Decrypt’s Art, Fashion, and Entertainment Hub.
Researchers at the Universities of London, Durham and Surrey have developed a novel AI system that can eavesdrop on your keyboard to collect potentially sensitive data. The algorithm, presented in a new paper, was tested on a MacBook Pro keyboard and achieved 93-95% accuracy in detecting which keys were pressed based solely on audio recordings.
The research also illustrates how ubiquitous microphones are in phones, laptops and other devices, which could thus be utilized to compromise data security through acoustic side-channel attacks. While previous papers have explored laptop keystroke detection via audio, this AI-based approach achieves unprecedented levels of precision.
According to the researchers, their AI model also surpasses other hardware-based methods, which face distance and bandwidth constraints. With microphones embedded in common consumer devices, typing acoustics are more exposed and accessible than ever before.
So how does this new audio algorithm work? The researchers first recorded audio samples of typing on a MacBook Pro, pressing each key 25 times. This allowed the AI system to analyze the minute variations between the sound emanating from each key.
The audio recordings were then transformed into spectrograms, which are visual representations of sound frequencies over time. The AI model was trained on these spectrograms, learning to associate different patterns with different keystrokes.
Through applying this training process across thousands of audio segments, the algorithm learns the subtle distinctions between the acoustic fingerprints of each key being struck. Once trained on a specific keyboard, the AI can then analyze new audio recordings and predict keystrokes with high accuracy.
The researchers found that when trained on a MacBook Pro keyboard, the algorithm achieved between 93-95% precision.
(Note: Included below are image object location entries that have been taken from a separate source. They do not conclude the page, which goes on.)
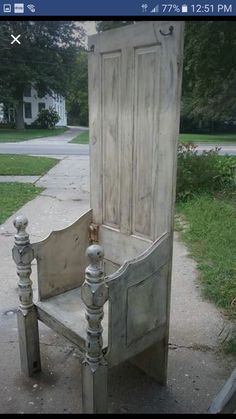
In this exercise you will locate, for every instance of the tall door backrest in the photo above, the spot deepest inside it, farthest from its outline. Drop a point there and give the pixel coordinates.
(134, 102)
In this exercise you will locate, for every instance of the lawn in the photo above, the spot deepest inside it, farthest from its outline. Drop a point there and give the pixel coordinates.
(185, 138)
(210, 236)
(13, 196)
(82, 138)
(208, 138)
(25, 165)
(14, 135)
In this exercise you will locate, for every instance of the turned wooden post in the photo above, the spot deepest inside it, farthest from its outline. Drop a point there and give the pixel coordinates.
(94, 368)
(23, 255)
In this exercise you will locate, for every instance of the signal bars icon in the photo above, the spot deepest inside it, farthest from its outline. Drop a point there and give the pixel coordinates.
(155, 9)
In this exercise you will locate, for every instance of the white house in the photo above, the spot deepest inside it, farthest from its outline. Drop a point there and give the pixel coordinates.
(33, 105)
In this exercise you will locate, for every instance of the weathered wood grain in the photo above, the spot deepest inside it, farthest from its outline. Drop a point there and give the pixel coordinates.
(61, 258)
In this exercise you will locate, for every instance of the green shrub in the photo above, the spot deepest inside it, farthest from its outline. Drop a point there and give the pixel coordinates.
(48, 118)
(206, 172)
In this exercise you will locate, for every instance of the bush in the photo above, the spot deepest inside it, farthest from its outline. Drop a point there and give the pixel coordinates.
(7, 125)
(48, 118)
(206, 172)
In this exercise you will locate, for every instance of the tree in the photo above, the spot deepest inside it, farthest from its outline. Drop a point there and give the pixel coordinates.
(209, 78)
(77, 98)
(44, 59)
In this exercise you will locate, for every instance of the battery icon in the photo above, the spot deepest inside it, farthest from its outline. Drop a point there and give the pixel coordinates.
(184, 8)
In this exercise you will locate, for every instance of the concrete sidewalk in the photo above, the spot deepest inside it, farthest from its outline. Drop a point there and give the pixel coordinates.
(197, 368)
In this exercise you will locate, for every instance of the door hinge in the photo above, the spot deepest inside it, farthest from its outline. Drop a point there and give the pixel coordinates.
(93, 233)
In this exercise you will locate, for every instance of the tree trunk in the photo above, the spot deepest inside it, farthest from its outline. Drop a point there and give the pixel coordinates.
(19, 115)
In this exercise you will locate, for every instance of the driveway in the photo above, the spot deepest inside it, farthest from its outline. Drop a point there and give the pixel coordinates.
(49, 146)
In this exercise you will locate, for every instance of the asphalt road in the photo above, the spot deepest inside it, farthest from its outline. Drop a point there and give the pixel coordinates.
(68, 149)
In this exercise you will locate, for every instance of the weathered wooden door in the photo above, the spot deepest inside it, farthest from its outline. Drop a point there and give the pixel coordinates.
(134, 90)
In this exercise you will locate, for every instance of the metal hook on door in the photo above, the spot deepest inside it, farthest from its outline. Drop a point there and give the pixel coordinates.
(171, 29)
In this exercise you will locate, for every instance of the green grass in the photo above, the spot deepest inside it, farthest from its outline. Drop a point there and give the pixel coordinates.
(25, 165)
(14, 135)
(211, 239)
(13, 196)
(208, 138)
(82, 138)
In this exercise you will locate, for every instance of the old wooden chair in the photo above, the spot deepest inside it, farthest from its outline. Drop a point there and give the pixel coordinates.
(121, 311)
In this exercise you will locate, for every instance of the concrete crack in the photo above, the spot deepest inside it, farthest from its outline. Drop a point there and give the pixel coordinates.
(195, 347)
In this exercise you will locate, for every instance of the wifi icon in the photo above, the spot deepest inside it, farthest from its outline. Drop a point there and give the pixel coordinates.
(31, 7)
(155, 9)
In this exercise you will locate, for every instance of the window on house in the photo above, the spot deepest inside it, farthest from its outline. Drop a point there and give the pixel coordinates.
(27, 91)
(41, 106)
(28, 110)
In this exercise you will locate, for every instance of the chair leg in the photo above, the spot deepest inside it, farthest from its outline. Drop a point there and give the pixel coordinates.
(153, 361)
(94, 294)
(23, 254)
(29, 341)
(94, 388)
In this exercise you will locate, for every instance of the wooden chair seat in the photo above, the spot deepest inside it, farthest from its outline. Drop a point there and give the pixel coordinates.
(65, 314)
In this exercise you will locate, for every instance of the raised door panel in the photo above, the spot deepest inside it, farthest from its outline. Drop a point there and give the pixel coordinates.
(134, 85)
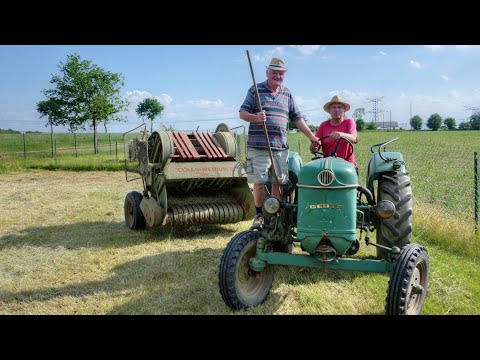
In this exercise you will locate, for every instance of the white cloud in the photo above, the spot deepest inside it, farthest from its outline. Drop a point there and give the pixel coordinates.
(415, 64)
(434, 47)
(463, 47)
(306, 103)
(207, 104)
(454, 94)
(307, 49)
(164, 99)
(445, 77)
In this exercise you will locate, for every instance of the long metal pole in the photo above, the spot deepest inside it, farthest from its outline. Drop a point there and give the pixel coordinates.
(475, 190)
(274, 170)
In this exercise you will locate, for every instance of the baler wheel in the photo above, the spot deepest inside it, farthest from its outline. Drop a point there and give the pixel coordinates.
(408, 283)
(133, 215)
(240, 286)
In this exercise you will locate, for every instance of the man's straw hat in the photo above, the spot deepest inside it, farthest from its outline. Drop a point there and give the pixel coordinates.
(336, 100)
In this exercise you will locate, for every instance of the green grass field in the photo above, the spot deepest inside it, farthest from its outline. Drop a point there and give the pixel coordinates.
(65, 249)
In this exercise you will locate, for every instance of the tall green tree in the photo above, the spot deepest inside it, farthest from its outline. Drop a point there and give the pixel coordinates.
(150, 108)
(434, 122)
(416, 122)
(450, 123)
(475, 121)
(83, 94)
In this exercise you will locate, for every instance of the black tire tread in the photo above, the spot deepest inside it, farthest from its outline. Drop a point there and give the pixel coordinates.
(228, 261)
(410, 256)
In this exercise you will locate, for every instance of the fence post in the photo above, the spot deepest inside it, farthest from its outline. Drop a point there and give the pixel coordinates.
(24, 147)
(475, 184)
(75, 143)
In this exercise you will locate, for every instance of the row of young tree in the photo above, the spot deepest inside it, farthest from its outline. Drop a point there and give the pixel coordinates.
(85, 94)
(435, 122)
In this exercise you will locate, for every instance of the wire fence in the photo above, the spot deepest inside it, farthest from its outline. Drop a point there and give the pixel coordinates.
(442, 165)
(38, 146)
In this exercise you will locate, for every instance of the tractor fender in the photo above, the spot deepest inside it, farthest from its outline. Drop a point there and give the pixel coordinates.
(384, 163)
(295, 164)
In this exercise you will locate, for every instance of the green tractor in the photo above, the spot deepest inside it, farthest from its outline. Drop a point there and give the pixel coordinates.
(321, 208)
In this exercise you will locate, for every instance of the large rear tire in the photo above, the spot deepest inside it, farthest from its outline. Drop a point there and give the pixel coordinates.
(134, 218)
(408, 283)
(396, 231)
(240, 286)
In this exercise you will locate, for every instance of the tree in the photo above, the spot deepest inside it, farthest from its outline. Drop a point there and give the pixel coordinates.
(475, 121)
(83, 93)
(358, 113)
(150, 109)
(360, 124)
(434, 122)
(416, 122)
(450, 123)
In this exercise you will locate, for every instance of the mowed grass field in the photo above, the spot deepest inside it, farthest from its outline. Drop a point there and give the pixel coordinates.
(65, 249)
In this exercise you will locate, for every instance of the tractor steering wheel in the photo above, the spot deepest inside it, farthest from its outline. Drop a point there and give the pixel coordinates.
(334, 152)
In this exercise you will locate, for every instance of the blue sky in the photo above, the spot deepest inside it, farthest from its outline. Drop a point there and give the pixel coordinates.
(203, 85)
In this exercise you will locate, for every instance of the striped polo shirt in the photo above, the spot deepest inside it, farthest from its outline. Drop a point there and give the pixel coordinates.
(280, 109)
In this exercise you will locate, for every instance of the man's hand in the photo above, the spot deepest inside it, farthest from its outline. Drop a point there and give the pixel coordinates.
(315, 146)
(261, 116)
(336, 135)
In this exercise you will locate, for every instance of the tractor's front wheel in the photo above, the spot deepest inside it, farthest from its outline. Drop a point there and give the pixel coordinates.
(397, 230)
(133, 214)
(240, 286)
(408, 283)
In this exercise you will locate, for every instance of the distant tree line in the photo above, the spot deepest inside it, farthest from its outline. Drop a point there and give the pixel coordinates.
(436, 122)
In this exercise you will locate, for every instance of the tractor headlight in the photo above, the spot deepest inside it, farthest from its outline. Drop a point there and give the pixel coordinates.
(384, 209)
(271, 205)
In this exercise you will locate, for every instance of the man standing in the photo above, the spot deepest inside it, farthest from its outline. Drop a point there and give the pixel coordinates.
(278, 108)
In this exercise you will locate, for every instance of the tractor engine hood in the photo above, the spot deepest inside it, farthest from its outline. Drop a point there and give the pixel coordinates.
(328, 173)
(327, 191)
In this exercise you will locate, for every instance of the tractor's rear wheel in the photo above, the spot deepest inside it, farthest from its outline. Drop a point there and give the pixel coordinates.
(408, 283)
(240, 286)
(396, 231)
(133, 215)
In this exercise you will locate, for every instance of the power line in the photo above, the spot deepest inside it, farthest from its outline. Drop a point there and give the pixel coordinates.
(375, 111)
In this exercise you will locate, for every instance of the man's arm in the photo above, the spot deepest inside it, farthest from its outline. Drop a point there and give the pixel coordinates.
(248, 117)
(303, 127)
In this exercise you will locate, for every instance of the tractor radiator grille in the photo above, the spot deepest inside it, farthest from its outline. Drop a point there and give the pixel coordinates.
(326, 177)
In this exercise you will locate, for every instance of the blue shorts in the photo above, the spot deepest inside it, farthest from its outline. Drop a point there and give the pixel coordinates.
(258, 164)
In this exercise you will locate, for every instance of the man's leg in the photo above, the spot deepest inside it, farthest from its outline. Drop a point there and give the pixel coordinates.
(258, 194)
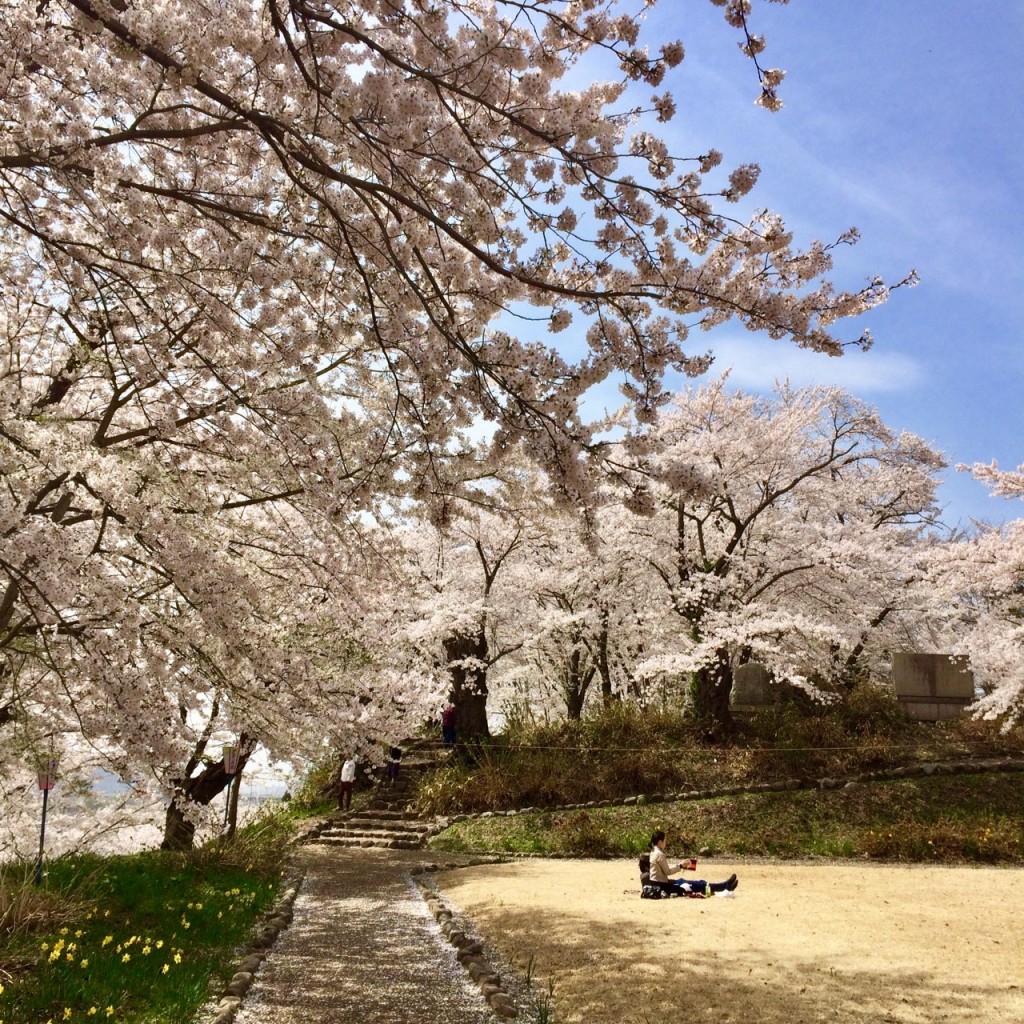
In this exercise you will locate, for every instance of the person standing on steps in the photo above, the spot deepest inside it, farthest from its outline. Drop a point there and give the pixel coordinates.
(660, 869)
(393, 764)
(450, 718)
(346, 784)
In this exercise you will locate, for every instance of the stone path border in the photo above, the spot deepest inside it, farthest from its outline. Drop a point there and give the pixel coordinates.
(271, 924)
(469, 949)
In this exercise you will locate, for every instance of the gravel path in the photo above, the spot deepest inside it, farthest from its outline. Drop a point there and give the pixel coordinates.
(363, 946)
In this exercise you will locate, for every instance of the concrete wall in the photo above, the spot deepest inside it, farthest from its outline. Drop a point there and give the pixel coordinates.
(932, 687)
(751, 686)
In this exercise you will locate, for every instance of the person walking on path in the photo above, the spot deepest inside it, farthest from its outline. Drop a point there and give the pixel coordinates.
(660, 869)
(449, 719)
(393, 764)
(346, 784)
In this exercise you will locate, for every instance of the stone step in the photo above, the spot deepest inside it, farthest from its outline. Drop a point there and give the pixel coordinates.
(372, 833)
(379, 844)
(381, 814)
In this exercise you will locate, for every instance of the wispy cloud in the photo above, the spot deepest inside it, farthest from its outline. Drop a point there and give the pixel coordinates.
(757, 363)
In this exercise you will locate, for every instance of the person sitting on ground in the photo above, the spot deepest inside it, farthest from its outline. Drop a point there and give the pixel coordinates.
(659, 869)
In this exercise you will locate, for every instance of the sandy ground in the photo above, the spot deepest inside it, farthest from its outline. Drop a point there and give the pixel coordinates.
(798, 944)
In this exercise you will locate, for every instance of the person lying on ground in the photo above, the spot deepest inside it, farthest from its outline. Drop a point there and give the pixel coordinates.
(659, 869)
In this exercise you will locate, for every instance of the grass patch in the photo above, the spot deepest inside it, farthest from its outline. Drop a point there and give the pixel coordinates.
(625, 751)
(136, 938)
(945, 818)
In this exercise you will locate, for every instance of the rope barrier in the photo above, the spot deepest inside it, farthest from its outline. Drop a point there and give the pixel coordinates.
(724, 752)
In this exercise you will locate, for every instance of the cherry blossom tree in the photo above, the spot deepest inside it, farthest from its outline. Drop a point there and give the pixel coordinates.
(782, 529)
(982, 579)
(262, 263)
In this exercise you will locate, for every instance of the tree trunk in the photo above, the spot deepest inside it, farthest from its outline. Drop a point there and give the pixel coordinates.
(711, 690)
(577, 684)
(469, 682)
(608, 695)
(232, 806)
(179, 834)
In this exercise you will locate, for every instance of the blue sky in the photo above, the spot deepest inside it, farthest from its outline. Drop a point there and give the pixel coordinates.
(906, 120)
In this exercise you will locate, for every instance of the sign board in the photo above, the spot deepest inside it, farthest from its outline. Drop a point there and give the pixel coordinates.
(48, 773)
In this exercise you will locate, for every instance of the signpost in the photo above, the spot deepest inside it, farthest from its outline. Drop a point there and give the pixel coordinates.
(47, 779)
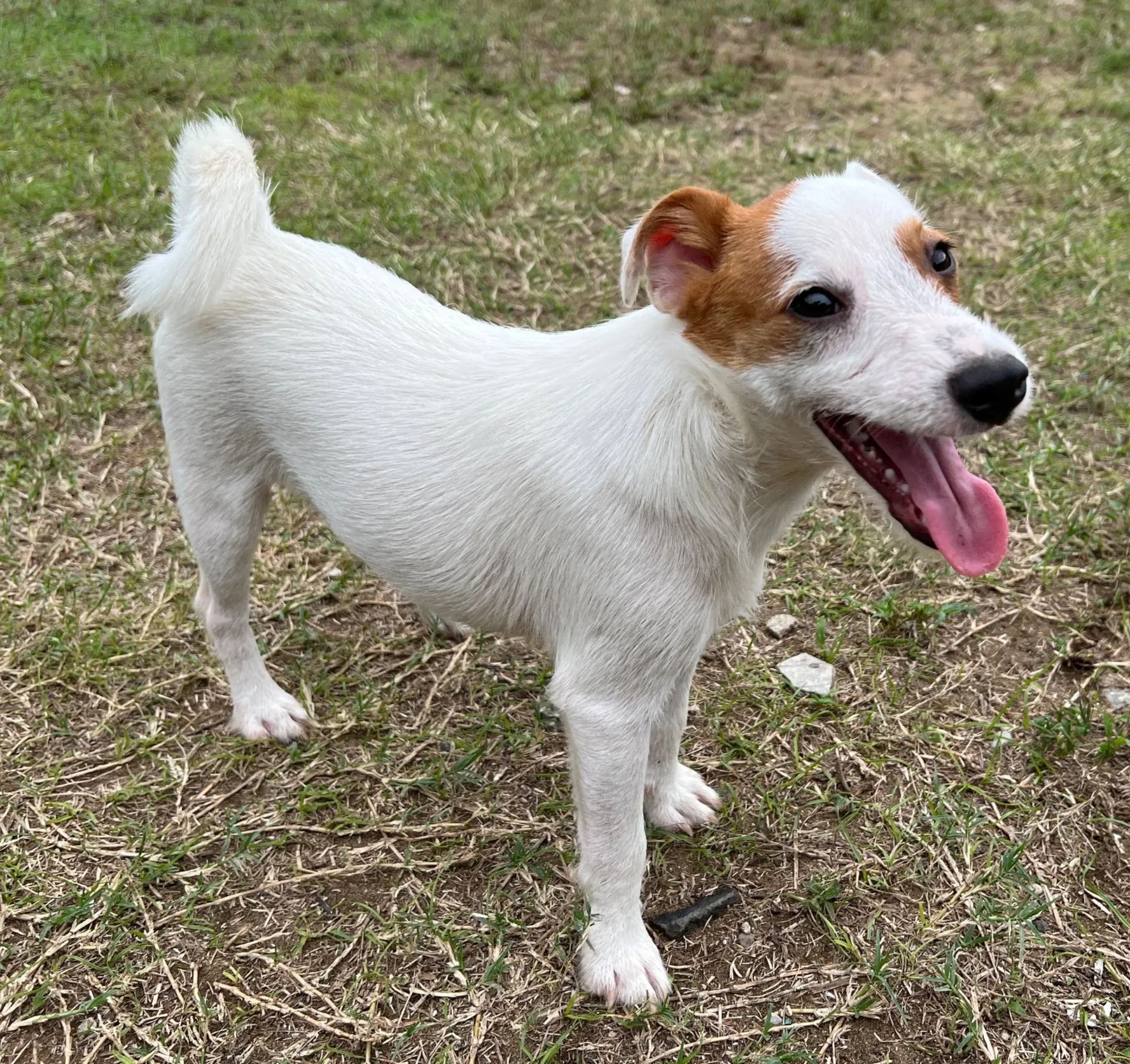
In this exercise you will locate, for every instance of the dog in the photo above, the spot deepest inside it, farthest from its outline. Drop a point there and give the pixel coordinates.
(608, 494)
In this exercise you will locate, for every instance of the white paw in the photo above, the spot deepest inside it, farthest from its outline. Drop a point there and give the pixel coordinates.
(620, 964)
(452, 630)
(270, 715)
(683, 803)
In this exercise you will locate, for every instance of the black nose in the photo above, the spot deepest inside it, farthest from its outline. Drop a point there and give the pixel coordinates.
(991, 388)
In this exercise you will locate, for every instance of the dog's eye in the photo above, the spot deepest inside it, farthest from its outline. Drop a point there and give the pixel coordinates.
(815, 303)
(943, 260)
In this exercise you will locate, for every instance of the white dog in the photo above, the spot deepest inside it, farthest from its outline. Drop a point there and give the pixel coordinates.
(609, 494)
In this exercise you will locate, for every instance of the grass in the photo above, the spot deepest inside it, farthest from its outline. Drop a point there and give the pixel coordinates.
(932, 861)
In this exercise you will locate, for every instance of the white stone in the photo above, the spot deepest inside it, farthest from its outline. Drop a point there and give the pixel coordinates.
(780, 625)
(808, 673)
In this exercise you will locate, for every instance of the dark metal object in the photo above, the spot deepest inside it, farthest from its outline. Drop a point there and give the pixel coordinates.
(675, 925)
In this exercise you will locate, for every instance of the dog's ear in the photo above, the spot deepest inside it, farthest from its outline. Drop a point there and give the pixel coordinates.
(678, 242)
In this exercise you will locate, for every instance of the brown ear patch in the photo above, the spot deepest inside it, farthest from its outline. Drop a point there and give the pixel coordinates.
(734, 313)
(917, 242)
(680, 238)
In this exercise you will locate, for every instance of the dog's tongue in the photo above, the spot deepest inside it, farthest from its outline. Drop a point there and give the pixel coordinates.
(963, 513)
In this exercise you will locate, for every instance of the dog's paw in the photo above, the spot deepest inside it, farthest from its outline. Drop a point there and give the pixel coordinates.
(683, 804)
(270, 715)
(451, 630)
(620, 964)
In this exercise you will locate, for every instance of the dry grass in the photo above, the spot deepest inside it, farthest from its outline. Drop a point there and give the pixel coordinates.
(932, 862)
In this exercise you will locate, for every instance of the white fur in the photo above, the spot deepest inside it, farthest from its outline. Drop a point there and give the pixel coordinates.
(608, 493)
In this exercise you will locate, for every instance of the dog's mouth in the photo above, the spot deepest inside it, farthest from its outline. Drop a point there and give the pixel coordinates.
(927, 490)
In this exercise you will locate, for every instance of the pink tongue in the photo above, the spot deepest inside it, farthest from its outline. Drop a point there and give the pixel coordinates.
(965, 517)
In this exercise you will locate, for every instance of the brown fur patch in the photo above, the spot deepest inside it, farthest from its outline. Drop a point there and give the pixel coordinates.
(917, 243)
(733, 310)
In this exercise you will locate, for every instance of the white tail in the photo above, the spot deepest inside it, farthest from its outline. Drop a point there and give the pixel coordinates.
(220, 204)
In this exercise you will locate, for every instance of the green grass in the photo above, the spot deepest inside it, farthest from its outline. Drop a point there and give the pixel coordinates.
(932, 861)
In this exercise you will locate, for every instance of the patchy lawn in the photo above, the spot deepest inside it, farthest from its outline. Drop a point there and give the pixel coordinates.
(932, 861)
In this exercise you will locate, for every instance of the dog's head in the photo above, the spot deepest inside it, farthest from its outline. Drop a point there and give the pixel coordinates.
(839, 305)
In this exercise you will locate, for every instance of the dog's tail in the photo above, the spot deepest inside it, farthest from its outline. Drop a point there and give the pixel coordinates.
(220, 205)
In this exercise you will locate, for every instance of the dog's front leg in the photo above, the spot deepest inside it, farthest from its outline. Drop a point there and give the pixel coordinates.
(608, 740)
(675, 797)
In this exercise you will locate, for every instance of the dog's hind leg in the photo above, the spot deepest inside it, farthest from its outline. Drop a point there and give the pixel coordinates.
(675, 797)
(223, 522)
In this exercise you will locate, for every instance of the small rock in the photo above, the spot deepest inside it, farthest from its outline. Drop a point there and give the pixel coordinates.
(808, 673)
(780, 625)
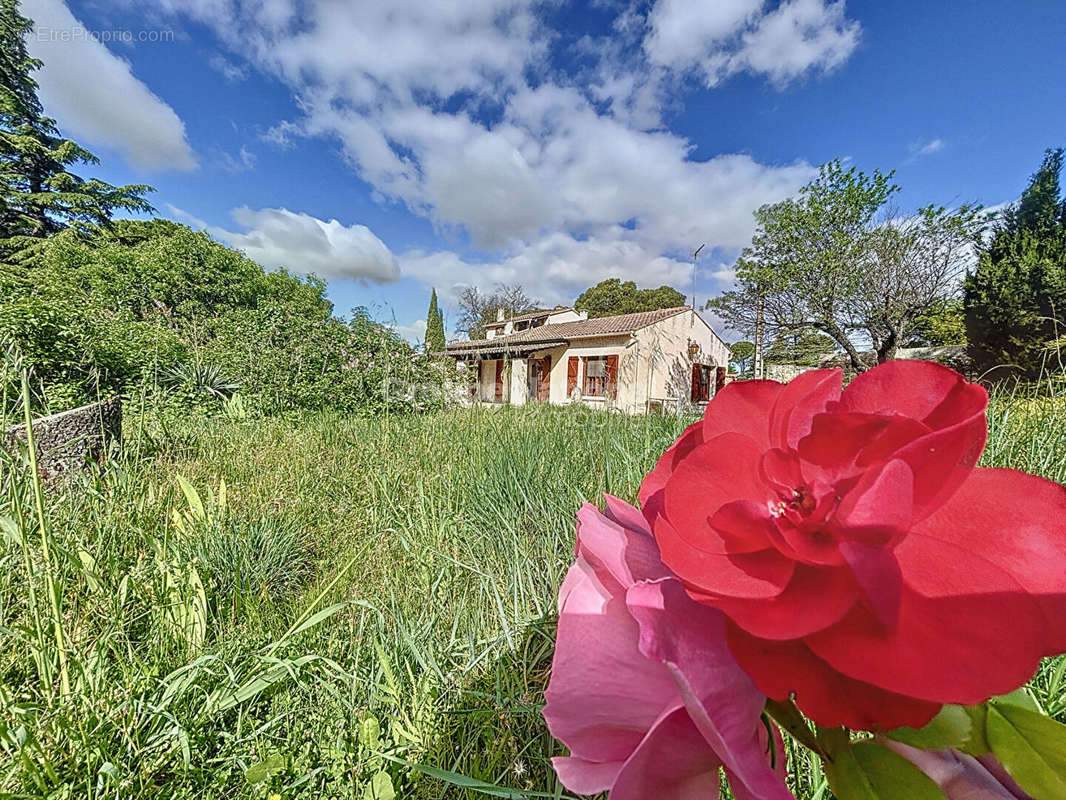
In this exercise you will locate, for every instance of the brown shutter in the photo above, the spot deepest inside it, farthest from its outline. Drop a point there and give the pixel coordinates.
(612, 377)
(571, 376)
(544, 384)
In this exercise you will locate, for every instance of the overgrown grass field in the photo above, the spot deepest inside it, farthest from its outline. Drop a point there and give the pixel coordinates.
(312, 605)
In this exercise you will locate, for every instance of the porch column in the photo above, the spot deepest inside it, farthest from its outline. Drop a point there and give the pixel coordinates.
(519, 382)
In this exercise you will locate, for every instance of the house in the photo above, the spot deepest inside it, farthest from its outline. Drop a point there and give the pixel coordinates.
(631, 362)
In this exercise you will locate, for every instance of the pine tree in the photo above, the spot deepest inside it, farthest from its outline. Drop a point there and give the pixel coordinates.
(1015, 301)
(38, 195)
(434, 326)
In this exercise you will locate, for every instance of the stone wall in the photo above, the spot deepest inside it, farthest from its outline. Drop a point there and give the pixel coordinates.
(65, 442)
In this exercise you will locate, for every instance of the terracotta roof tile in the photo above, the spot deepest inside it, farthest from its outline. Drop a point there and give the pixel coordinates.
(616, 325)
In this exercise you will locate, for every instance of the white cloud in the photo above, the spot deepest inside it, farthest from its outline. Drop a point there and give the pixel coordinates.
(561, 180)
(926, 148)
(243, 161)
(553, 269)
(278, 238)
(95, 96)
(229, 70)
(415, 333)
(682, 32)
(722, 38)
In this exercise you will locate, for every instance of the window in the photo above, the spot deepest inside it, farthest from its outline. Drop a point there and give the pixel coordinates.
(700, 383)
(595, 384)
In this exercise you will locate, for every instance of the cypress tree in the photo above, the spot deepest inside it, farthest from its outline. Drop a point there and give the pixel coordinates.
(1015, 301)
(38, 195)
(434, 326)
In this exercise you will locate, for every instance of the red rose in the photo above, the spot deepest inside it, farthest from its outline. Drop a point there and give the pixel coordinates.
(863, 562)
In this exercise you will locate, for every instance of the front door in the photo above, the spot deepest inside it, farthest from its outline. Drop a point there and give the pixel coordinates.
(540, 379)
(544, 380)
Performance only dropped slightly when tested on keyboard sounds in Zoom call recordings.
The AI system needs to be calibrated to specific keyboard models and audio environments. However, the approach could be widely applicable if attackers can obtain the proper training data. With a customized model, bad actors could potentially intercept passwords, messages, emails, and more.
While the privacy threat is concerning, the study also demonstrates the growing capabilities of AI algorithms to find insights in new forms of data. Acoustic emanations have long been explored in side-channel attacks—perhaps most commonly via laser microphones— but sophisticated machine learning now allows for unprecedented analysis of these leaked signals.
There are some ways to protect your data against this type of attack—and they don’t involve typing quietly.
Touch typists seem to confuse the model, making its accuracy drop to 40% (probably because typists press keys in different parts, changing the acoustics). A change in the typing style, playing sounds on a speaker, and using touchscreen keyboards are also mentioned as countermeasures. You may enjoy immersing yourself in the rabbithole of keyboard modding, as changing the acoustics of your keyboard renders the AI unusable as it would require another training round.
Going forward, the researchers suggest further inquiry into detecting and guarding against these emerging threat vectors. As AI continues to unlock new potentials for harnessing ubiquitous data sources, maintaining data security and privacy will require equal ingenuity to identify and mitigate unintended vulnerabilities.